Short summary, how about a new `Packaging:` field in machine-readable
`debian/copyright` files?

[My answer below was proof-read by MS Copilot]

Le Fri, Jan 30, 2026 at 02:04:44PM +0100, Jonas Smedegaard a écrit :

When I package a project for inclusion into Debian, I commonly license
my packaging work using a copyleft license¹.

What triggers me in asking this is that, as part of a recent NEW queue
processing, this pattern of mine was noticed and questioned.

My experience is almost the opposite: when I generate a new package
using automated scripts, I don’t want to claim copyright on the
packaging.

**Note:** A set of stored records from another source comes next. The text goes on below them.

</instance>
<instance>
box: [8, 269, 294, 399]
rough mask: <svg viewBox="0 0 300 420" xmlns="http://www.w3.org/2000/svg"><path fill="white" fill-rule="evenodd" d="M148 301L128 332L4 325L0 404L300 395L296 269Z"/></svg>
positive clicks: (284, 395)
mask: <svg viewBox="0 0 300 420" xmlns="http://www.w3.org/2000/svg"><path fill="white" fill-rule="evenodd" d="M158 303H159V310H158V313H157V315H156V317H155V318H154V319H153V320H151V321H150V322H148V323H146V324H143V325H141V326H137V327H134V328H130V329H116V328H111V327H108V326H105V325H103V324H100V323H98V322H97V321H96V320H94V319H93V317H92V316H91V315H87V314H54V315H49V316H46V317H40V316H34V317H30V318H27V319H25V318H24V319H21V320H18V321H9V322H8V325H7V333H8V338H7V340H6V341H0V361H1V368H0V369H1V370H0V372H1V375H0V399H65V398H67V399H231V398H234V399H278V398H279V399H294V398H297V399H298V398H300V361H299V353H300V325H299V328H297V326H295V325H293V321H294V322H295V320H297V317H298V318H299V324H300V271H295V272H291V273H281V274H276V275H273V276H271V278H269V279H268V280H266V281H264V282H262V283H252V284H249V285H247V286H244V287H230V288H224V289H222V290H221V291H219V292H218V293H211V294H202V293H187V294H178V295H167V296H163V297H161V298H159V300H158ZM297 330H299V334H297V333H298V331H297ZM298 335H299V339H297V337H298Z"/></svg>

Unfortunately, this has been considered mandatory—the
previous team rejected packages without explicit license statements for
files under debian/.

To comply, many maintainers simply reuse the upstream license for
debian/*, which becomes messy when upstream later relicenses (common in
some ecosystems). And as Matthias noted, using a different license for
packaging plus the machine‑readable format adds overhead whenever we
introduce new upstream patches.

It would help to have a default mechanism for maintainers who prefer to
waive as much copyright as possible without spending time hand‑editing
debian/copyright.

Perhaps we could define a standard Comment or a new Packaging field in
the machine‑readable format pointing to a Debian‑hosted explanation:
that most packaging work is not copyrightable, that some files may carry
upstream copyright, and that maintainers otherwise place their
contributions in the public domain (or equivalent).